This celebrated work was published by the American Artists Group in an unsigned, unlimited edition. Burne-Jones records an AAG order to the lithographer George Miller of 1000 impressions, although the scarcity of the work suggests that the limitation may not have been filled. This impression is one of a small number signed and titled in pencil by the artist.
AAG's stated purpose was to make meaningful art available to as wide a public as possible. On the original AAG label, included with this print, Kent poked fun at the fascination with pencil signed prints: "upon the receipt of this print and ten dollars I will affix my signature to it and return it properly packed and insured to the sender. But, dear collector, don't waste your money." This was during the depths of the Depression, when every dollar counted: the man and woman Kent depicts have apparently lost their home.

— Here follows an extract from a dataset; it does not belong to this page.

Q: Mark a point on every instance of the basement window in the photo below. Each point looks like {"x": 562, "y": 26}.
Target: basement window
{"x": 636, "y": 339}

Reproduced: The New York Woman magazine, Sept. 30, 1936; America Today (1936) a book of 100 prints chosen by the American Artist Congress; Fine Prints Old and New, Carl Zigrosser, 1937; illustration for the article “Rockwell Kent “ by Carl Zigrosser, Print Collector’s Quarterly; Rockwell Kent, Andre Chegodaev, 1963.
Exhibited: "Hobos to Street People: Artists’ Response to Homelessness from the New Deal to the Present." This exhibition featured the works of more than 45 artists working over the last 75 years to document the tragedy of homelessness and the government’s role in the crisis. Travelling exhibition, California Historical Society, 2009.
Collections: Addison Gallery of American Art;, Phillips Academy, MA; Akron Art Institute, OH; Burne-Jones Collection;, IL; Hermitage Museum, Lenningrad, USSR; Franklin Collection, NY; Kent Collection, NY; Philadelphia Musuem of Art, PA; Seattle Art Museum, WA.